I can remove blank lines at end of file using following code
for files in `ls * 2>/dev/null`
do
sed -e :a -e '/^\n*$/N;/\n$/ba' $files > newfile
mv newfile $files
done
How can I change above code, so that it recursively executes that code for all files under a directory?
Use find with option '-type f' so it only returns files relative to the starting point.
for files in `find . -type f 2>/dev/null`
do
sed -e :a -e '/^\n*$/N;/\n$/ba' $files > newfile
mv newfile $files
done
I also want to modify this code so that it executes mv command only if there is a blank line at end of file ie otherwise file time stamp remains untouched, is it possible?
I don't believe you can do that with mv. You may have to settle for a copy and remove the old one.
cp -p
The above 'preserves' (hence the 'p') attributes, including the timestamp.
Put this in the for statement replacing the 'mv' statement.
if (( $(wc -l newfile) < $(wc -l $files) ))
then
mv newfile $files
fi
If blank lines were removed from $files, then newfiles should have a smaller line count, since blank lines still count as lines. Then your time stamp changes only if blanks were removed. If the file was copies over in full, then newfile wont be less than $files and the 'mv' wont happen.

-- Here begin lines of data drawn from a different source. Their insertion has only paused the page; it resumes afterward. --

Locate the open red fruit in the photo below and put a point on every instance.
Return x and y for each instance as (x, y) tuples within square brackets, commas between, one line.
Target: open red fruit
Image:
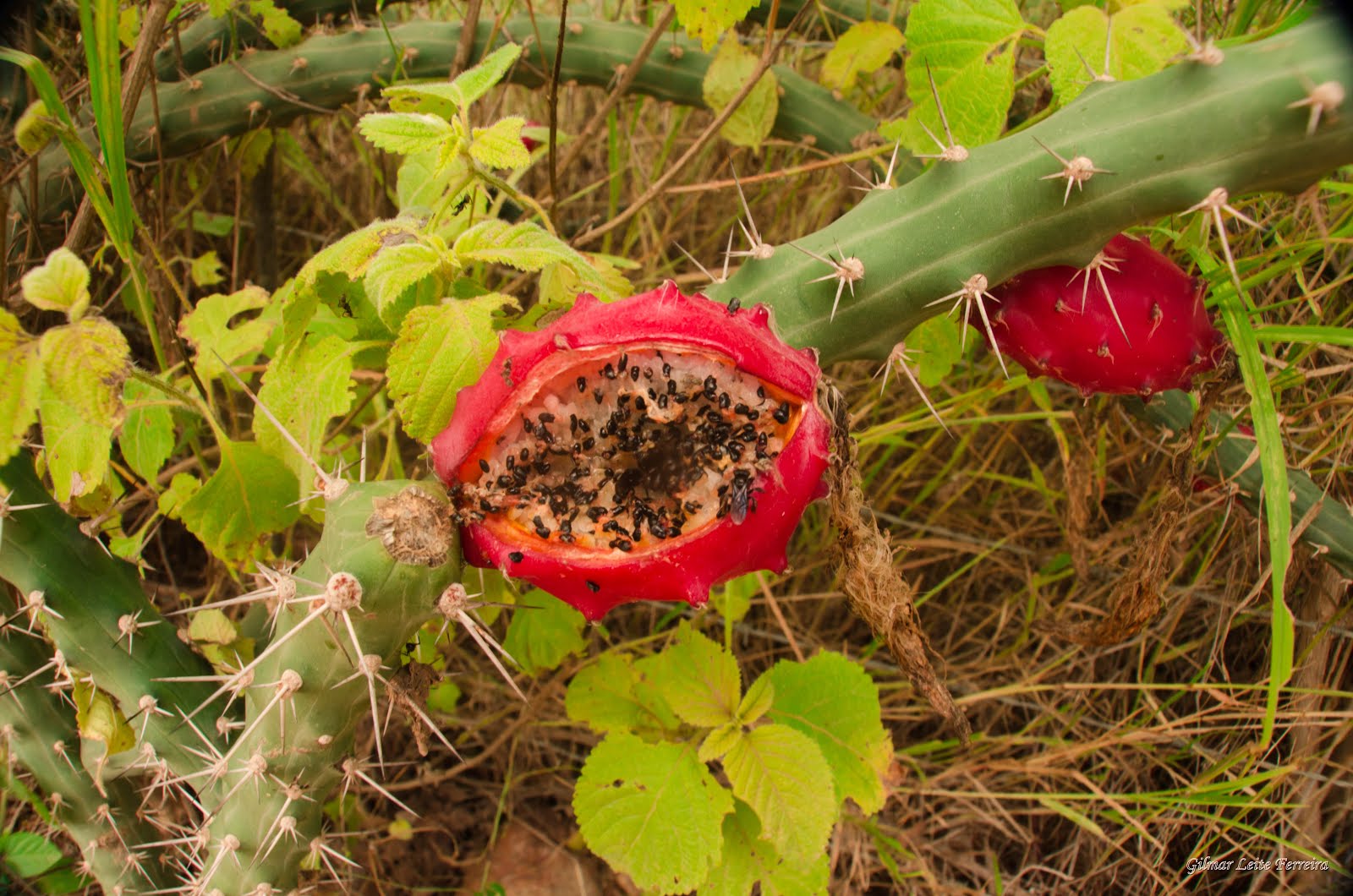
[(1156, 335), (642, 450)]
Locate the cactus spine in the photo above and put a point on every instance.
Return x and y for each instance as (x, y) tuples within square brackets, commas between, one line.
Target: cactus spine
[(260, 774)]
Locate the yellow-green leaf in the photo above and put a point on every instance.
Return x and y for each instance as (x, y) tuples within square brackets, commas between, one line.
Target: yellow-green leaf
[(61, 285), (500, 145), (709, 19), (1141, 40), (734, 67), (20, 385), (252, 494), (865, 47), (440, 349)]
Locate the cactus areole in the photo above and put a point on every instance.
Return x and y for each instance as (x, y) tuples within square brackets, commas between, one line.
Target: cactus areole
[(642, 450), (1133, 322)]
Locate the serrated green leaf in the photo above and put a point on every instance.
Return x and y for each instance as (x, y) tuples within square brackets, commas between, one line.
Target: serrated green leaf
[(406, 133), (698, 679), (392, 272), (80, 402), (440, 349), (757, 702), (1142, 40), (148, 436), (304, 390), (500, 145), (865, 47), (969, 46), (543, 632), (754, 119), (653, 811), (719, 742), (206, 268), (709, 19), (835, 702), (277, 26), (99, 719), (61, 285), (209, 329), (20, 386), (249, 495), (781, 773), (748, 861), (938, 346)]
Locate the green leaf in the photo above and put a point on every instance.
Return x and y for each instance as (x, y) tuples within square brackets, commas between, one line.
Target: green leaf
[(709, 19), (698, 679), (748, 861), (99, 719), (612, 696), (206, 268), (20, 386), (252, 494), (732, 67), (85, 366), (29, 855), (304, 390), (440, 349), (865, 47), (394, 271), (500, 145), (969, 46), (277, 26), (406, 133), (1142, 40), (61, 285), (835, 702), (543, 632), (209, 329), (782, 774), (938, 346), (148, 436), (653, 811)]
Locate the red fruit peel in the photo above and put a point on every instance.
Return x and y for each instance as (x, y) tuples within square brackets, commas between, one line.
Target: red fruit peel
[(1165, 337), (642, 450)]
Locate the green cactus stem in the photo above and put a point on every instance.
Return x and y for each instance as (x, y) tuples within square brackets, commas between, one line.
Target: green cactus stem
[(94, 598), (324, 72), (33, 722), (1169, 139), (309, 697)]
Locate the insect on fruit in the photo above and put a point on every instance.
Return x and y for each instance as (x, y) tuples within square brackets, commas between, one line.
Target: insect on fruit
[(642, 450)]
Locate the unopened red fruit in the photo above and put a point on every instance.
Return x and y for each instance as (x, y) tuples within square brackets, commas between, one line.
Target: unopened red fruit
[(642, 450), (1164, 340)]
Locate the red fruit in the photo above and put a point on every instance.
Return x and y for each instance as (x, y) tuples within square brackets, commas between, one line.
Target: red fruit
[(1165, 336), (642, 450)]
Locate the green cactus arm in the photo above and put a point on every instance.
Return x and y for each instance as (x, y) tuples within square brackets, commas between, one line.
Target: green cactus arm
[(308, 736), (1330, 529), (42, 549), (1170, 139), (274, 87), (33, 719)]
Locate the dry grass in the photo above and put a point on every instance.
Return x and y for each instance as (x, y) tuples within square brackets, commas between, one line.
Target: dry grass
[(1093, 769)]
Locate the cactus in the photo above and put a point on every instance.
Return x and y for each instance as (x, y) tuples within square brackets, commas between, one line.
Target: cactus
[(261, 774)]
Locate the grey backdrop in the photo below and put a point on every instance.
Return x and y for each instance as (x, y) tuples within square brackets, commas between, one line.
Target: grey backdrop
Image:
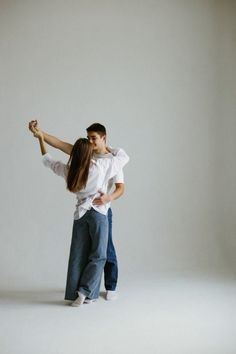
[(161, 76)]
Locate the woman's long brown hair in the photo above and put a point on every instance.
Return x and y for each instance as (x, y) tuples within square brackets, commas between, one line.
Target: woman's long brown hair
[(78, 165)]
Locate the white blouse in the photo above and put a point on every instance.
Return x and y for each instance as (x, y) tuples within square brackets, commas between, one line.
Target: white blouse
[(100, 172)]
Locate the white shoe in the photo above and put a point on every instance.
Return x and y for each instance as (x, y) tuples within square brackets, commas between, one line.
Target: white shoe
[(111, 295), (79, 301), (89, 301)]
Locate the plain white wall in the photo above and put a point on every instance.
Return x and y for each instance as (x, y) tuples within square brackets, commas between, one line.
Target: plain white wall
[(161, 76)]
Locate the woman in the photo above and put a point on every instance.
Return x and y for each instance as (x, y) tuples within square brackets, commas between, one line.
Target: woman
[(87, 179)]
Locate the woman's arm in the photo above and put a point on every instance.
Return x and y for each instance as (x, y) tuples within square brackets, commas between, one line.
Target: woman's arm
[(58, 167), (39, 134)]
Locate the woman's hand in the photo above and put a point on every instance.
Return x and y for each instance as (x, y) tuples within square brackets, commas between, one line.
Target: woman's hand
[(37, 133)]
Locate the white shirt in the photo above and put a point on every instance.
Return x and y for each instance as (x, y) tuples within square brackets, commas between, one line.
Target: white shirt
[(118, 178), (101, 170)]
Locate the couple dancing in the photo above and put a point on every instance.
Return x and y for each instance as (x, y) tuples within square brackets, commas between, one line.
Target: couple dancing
[(90, 172)]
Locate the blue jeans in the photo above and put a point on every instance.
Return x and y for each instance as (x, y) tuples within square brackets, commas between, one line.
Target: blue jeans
[(87, 255), (111, 267)]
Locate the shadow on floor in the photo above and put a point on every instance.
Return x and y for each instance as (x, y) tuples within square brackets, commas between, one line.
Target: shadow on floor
[(28, 297)]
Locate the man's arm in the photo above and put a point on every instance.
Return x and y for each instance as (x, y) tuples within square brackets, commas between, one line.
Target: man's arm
[(57, 143), (52, 140), (106, 198)]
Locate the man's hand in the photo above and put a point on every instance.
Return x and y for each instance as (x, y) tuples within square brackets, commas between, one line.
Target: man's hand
[(102, 200), (33, 124)]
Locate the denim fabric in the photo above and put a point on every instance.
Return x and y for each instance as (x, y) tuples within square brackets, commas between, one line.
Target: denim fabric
[(111, 266), (87, 255)]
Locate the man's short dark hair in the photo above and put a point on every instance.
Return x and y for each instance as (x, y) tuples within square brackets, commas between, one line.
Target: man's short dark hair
[(98, 128)]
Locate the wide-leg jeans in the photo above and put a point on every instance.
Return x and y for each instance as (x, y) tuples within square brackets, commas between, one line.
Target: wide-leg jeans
[(87, 255)]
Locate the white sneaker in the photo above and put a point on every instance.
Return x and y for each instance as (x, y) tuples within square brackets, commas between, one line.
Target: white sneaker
[(79, 301), (111, 295), (89, 301)]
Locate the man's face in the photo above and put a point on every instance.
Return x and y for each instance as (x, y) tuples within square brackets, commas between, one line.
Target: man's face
[(98, 142)]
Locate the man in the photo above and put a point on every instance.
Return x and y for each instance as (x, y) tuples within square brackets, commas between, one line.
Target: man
[(96, 134)]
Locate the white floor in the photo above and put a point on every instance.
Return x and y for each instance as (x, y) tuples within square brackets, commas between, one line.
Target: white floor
[(174, 315)]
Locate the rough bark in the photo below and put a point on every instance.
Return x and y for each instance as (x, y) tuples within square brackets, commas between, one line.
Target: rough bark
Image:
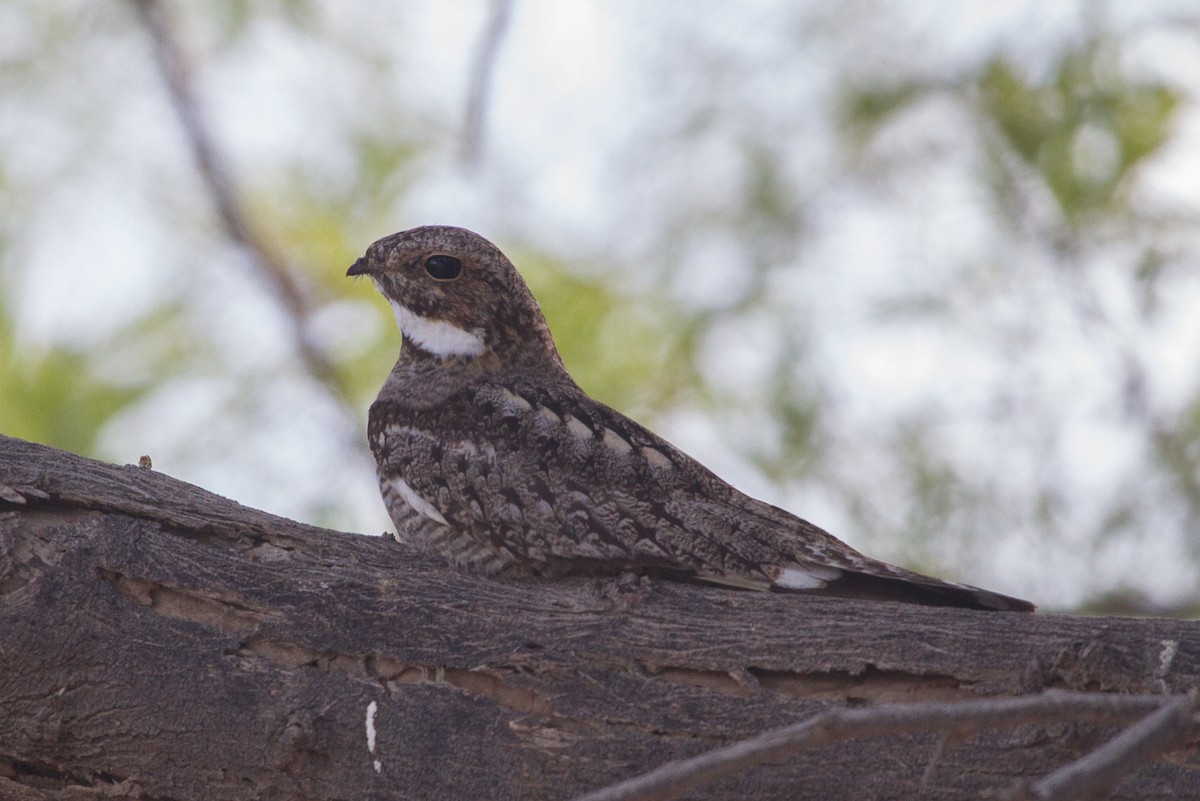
[(161, 642)]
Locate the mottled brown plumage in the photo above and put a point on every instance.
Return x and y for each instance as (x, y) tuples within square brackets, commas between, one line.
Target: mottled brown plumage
[(491, 456)]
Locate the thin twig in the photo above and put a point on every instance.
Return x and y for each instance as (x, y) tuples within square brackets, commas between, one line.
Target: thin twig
[(1095, 775), (216, 174), (677, 777), (472, 143)]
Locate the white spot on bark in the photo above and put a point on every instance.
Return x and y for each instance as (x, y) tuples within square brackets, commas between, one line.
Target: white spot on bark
[(1165, 657), (804, 578), (577, 427), (419, 504), (438, 337), (616, 441), (372, 708)]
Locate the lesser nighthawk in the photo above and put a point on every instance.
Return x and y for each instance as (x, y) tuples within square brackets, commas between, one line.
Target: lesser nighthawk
[(491, 456)]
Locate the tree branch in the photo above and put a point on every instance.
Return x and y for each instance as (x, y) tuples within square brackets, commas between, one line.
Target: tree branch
[(157, 642), (472, 142), (959, 718), (1095, 775)]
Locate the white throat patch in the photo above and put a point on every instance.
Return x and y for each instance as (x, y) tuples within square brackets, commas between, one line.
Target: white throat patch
[(438, 337)]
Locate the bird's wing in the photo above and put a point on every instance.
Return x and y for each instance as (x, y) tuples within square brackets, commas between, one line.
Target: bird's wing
[(546, 475)]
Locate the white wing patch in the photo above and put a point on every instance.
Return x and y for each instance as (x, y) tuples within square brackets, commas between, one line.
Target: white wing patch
[(805, 578), (438, 337), (419, 504)]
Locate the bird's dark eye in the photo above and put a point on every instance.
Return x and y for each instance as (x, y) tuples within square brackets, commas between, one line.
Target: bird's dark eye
[(443, 267)]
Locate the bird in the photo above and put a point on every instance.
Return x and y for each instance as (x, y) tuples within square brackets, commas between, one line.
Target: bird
[(491, 457)]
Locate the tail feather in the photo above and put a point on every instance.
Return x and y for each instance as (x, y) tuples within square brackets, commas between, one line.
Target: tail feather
[(923, 590)]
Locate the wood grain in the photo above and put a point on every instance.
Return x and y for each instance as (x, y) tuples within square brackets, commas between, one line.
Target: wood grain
[(161, 642)]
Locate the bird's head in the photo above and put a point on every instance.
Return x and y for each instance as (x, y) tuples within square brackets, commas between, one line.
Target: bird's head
[(456, 296)]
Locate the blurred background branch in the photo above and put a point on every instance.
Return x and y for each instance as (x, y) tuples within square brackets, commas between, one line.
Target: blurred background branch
[(270, 265), (924, 276), (474, 119)]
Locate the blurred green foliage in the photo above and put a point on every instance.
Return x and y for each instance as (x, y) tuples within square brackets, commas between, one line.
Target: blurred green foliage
[(1074, 136)]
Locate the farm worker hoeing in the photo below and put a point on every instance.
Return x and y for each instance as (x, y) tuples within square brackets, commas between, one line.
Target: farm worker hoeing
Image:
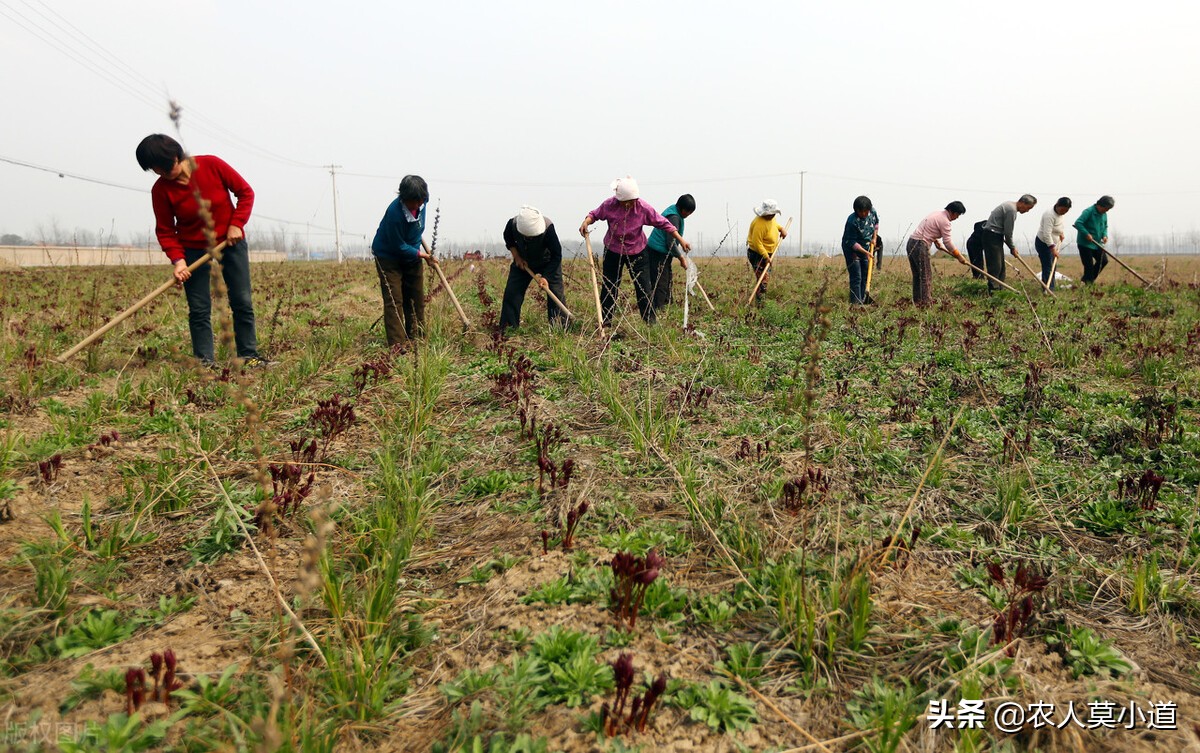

Above code gives me syntax error
+ find . -type f
+ sed -e :a -e /^\n*$/N;/\n$/ba ./Makefile
+ wc -l newfile
+ wc -l ./Makefile
+ let 9 newfile < 9 ./Makefile
let: r 11: syntax error in arithmetic expression " 9 newfile" near n
Sorry, change the if line to :
if (( $(cat newfile | wc -l) < $(cat $files | wc -l) ))
then
mv newfile $files
fi
In my haste to avoid using 'cat' unnecessarily I forgot that the file name would be part of the output of the 'wc' command when specified as an argument.